第21話 国家同士の約束の結末と三人の指導者(九)
椿は敗戦の疲れを感じ、自室の六畳間に戻った。
科学大臣に、三十年も掛ってもいいので、次元帰還装置の開発に予算のほぼ全ての振り分け認めた伽具夜には意外性を感じた。だが、正直なところ、どうでもよかった。
三十年後もこの状態で月帝が残っているとは思えなかった。おそらく、そう遠くない未来にコルキストのソノワかロマノフのテレジアが首都を攻めてくる気がした。
「俺、どうなっちまうんだろう」と思って眠ったら「起きておくれやす」と、以前どこかで聞いた覚えのある声に起こされた。
椿を起したのは、ポイズンの総統、鳥兜だった。ただ、服装は前回の若草色の着物から、真っ白な和服になっていた。
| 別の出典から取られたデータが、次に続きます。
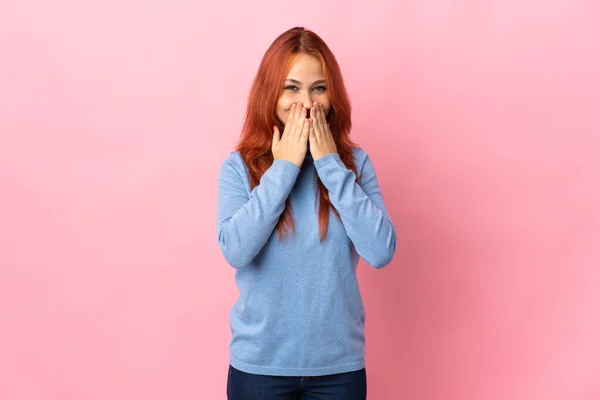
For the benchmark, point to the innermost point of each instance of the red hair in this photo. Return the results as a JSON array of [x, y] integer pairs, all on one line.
[[257, 132]]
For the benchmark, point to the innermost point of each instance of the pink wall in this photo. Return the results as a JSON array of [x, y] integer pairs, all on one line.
[[482, 118]]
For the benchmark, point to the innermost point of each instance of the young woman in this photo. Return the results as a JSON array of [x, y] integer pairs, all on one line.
[[298, 204]]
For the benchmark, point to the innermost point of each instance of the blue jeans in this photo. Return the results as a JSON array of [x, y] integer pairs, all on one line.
[[344, 386]]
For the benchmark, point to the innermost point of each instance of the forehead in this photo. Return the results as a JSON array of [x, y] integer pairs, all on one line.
[[305, 67]]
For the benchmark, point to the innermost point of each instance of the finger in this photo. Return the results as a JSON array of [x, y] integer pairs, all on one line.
[[275, 136], [306, 131], [322, 119], [298, 111], [311, 132], [300, 124], [318, 125], [289, 124]]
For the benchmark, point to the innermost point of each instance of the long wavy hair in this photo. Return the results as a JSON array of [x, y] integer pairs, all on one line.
[[257, 131]]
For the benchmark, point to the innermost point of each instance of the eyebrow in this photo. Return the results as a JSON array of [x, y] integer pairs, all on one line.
[[300, 83]]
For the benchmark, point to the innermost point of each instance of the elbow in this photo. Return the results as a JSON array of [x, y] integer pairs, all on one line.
[[383, 257], [234, 254]]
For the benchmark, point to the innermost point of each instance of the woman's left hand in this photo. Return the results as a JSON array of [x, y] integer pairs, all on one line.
[[320, 137]]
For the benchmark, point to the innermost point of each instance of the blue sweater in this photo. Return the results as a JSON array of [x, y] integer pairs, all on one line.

鳥兜が笑顔で、寝起き状態だった椿に対して、優しく声を掛けてくれた。
「やっと、直接お会いできましたなあ。初めて会うて、うなじを見させてもらった時から、この日を楽しみにしてたんどす」
まだ、状況が飲み込めなかった。
ポイズンは以前、月帝にアーティファクト発掘の許可を求めてきたが、拒否した。
では、なんで、アーティファクト発掘を断ったのに、ポイズン国の総統、鳥兜が月帝の首都である東京にいるのだろう。それに、執事のバレンは、どうしたのだ。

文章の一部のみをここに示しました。